Or: if I want to find all users with a specific last_login value, will document size affect that sort of query?
One way to rephrase the question is to say, does a 1 million document query take longer if documents are 16mb vs 16kb each.
Correct me if I'm wrong, from my own experience, the smaller the document size, the faster the query.
I've done queries on 500k documents vs 25k documents and the 25k query was noticeably faster - ranging anywhere from a few milliseconds to 1-3 seconds faster. On production the time difference is about 2x-10x more.
The one aspect where document size comes into play is in query sorting, in which case, document size will affect whether the query itself will run or not. I've reached this limit numerous times trying to sort as little as 2k documents.
More references with some solutions here:
https://docs.mongodb.org/manual/reference/limits/#operations
https://docs.mongodb.org/manual/reference/operator/aggregation/sort/#sort-memory-limit
At the end of the day, its the end user that suffers.
When I attempt to remedy large queries causing unacceptably slow performance. I usually find myself creating a new collection with a subset of data, and using a lot of query conditions along with a sort and a limit.
Hope this helps!
First of all you should spend a little time reading up on how MongoDB stores documents with reference to padding factors and powerof2sizes allocation:
http://docs.mongodb.org/manual/core/storage/
http://docs.mongodb.org/manual/reference/command/collStats/#collStats.paddingFactor
Put simply MongoDB tries to allocate some additional space when storing your original document to allow for growth. Powerof2sizes allocation became the default approach in version 2.6, where it will grow the document size in powers of 2.
Overall, performance will be much better if all updates fit within the original size allocation.

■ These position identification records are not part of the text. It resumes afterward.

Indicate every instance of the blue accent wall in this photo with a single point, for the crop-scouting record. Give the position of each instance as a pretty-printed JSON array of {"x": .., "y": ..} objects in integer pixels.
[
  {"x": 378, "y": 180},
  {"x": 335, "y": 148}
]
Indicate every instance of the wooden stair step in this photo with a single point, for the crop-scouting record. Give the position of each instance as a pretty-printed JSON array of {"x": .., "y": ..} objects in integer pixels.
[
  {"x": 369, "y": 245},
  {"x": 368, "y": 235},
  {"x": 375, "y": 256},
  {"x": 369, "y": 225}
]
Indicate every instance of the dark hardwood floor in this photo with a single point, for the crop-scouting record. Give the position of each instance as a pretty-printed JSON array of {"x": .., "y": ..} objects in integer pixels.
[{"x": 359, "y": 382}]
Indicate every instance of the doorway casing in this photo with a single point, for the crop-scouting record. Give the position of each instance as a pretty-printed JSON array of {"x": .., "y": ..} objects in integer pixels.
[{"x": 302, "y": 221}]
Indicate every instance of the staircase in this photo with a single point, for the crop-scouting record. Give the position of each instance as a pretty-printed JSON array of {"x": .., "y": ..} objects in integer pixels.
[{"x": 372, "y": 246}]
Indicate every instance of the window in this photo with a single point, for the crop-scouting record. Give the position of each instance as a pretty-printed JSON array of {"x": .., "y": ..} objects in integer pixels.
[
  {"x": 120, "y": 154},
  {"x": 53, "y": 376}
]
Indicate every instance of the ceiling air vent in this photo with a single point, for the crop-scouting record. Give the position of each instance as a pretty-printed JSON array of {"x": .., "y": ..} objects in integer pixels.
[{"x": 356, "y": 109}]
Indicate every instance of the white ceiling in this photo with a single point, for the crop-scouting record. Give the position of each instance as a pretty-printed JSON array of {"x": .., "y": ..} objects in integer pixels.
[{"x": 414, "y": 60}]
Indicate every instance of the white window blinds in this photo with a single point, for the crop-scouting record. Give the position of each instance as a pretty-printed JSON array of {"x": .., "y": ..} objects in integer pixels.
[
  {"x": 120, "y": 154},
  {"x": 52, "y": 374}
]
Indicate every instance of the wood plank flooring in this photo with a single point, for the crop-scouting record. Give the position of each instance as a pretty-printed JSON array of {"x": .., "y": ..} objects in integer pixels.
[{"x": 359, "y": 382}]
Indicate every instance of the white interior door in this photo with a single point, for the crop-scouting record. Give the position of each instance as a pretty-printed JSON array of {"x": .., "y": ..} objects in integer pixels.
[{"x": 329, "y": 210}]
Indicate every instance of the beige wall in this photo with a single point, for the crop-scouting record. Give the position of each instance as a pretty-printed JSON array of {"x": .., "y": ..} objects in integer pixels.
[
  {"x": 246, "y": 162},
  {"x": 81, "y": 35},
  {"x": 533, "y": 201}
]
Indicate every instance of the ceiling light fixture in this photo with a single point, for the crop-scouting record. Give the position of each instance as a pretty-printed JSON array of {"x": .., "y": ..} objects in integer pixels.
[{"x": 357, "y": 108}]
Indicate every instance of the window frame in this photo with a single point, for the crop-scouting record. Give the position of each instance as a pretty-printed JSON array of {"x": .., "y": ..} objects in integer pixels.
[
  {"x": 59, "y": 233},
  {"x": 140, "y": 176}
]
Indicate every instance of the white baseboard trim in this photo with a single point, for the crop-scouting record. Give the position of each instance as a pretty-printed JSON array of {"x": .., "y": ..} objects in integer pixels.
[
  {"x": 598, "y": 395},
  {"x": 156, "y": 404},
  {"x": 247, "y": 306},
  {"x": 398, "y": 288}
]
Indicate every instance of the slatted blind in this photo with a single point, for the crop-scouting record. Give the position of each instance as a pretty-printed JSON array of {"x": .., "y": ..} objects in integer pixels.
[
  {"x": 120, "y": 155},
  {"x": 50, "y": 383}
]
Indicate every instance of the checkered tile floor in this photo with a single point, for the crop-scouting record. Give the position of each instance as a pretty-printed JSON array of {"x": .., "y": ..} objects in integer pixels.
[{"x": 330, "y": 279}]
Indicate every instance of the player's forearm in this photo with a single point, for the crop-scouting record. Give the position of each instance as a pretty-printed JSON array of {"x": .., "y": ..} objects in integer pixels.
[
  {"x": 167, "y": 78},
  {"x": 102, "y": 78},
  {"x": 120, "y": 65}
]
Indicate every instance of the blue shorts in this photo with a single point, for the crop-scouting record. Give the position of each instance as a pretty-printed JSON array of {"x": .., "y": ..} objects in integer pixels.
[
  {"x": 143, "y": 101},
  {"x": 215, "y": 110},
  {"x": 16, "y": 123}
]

The reason is that if they don't, the entire document needs to be moved someplace else with enough space, causing more reads and writes and in effect fragmenting your storage.
If your documents are really going to grow in size by a factor of 10X to 20X overtime that could mean multiple moves per document, which depending on your insert, update and read frequency could cause issues. If that is the case there are a couple of approaches you can consider:
1) Allocate enough space on initial insertion to cover most (let's say 90%) of normal documents lifetime growth. While this will be inefficient in space usage at the beginning, efficiency will increase with time as the documents grow without any performance reduction. In effect you will pay ahead of time for storage that you will eventually use later to get good performance over time.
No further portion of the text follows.